A couple of days ago, I went over to see my good buddy Carl; on business, of course. After a little small talk, we sat down and got to work. Work, in this case, was repeatedly running through a PowerPoint presentation in Carl's empty living room. We chatted for two hours with an audience of nobody. Otakon's in nearly two weeks, after all!

What we were doing was rehearsing our discussion panel. Otakon has again accepted our application to run a panel about the basics of Japanese mahjong. It's a common game in Japan, but not something a lot of English-speakers know how to do. Furthermore, there are precious few resources they can use to learn. Since the Saki anime came back this year, there's a new wave of interested potential players, and of course folks who just want to understand Saki or Akagi a little better. Our services are needed once more.

On the one hand, panelists don't pay an admission fee to the convention, because they are actually providing its programming. Otakon's $80 this year, so that's a lot to save. On the other hand... there's pressure on your head BECAUSE you have been given an hour of the convention's time. A lot of panel ideas-- good ideas, mind-- get rejected every year. If you get a panel at a big con like this one, the convention is giving you its faith that you were the best possible choice of many. Then you have to live up to that. You can't waste that hour.

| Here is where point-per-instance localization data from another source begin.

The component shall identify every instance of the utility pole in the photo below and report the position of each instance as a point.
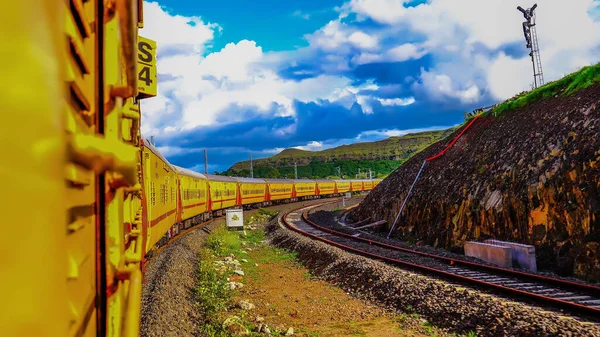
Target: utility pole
(530, 33)
(205, 162)
(295, 170)
(251, 171)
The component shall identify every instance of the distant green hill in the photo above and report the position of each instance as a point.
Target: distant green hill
(382, 157)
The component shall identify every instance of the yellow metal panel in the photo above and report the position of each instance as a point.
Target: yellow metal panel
(253, 192)
(326, 187)
(278, 191)
(223, 194)
(160, 187)
(147, 78)
(305, 189)
(343, 186)
(32, 170)
(192, 191)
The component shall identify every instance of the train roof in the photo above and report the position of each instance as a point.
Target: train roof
(146, 143)
(303, 180)
(250, 180)
(214, 177)
(280, 181)
(189, 173)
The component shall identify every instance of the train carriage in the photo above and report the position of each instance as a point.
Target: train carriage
(251, 191)
(325, 187)
(304, 188)
(279, 189)
(160, 186)
(356, 185)
(342, 186)
(192, 193)
(223, 192)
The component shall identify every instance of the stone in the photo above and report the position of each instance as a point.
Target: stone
(496, 254)
(245, 305)
(234, 325)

Of course, I've seen people waste hours. The convention can't easily tell, after all, who really has something to share and who just wants a free ticket into the event. (If a panel on a simple subject has 6 panelists, though...) You can only really figure that out when you walk into the panel. As an audience member it's really bad to find out that a panel that sounded like it would be interesting was actually a waste of time. As a panelist, one should avoid going in without a plan. This often results in:

Giving a presentation far shorter than the time allotted and lazily filling up the rest of the time by answering questions from the audience
Just playing video for an entire hour while yelling bad otaku jokes over it

Among other ugly scenarios.

See, Carl and I are worried that we might perhaps waste somebody's time. We have nightmares that we're up there in front of a few hundred people, and we just forget everything we were going to say and look like complete idiots. That's where the rehearsing comes in. We set a stopwatch on the table, and we do our presentation as though there were people in front of us. This includes the friendly banter, it includes pretending there are actually people in front of us. We probably look really weird. We FEEL really weird. But damn it, we're going to get this panel right. It pays off when we're finally up there and give off the image that we're naturally brilliant, fascinating, and hilarious guys.

Other people do a lot more preparation than we do. I've seen panels put on by people who've done so much research they could (and in some cases have) publish an academic paper. I've seen game shows so elaborate that they could probably be televised. And these people don't do this amount of work just to get into the con for free: they do it because they have something to share. That pure spirit, I think, is one of my favorite things about the American anime convention. If you're here, you're probably here for the love of it.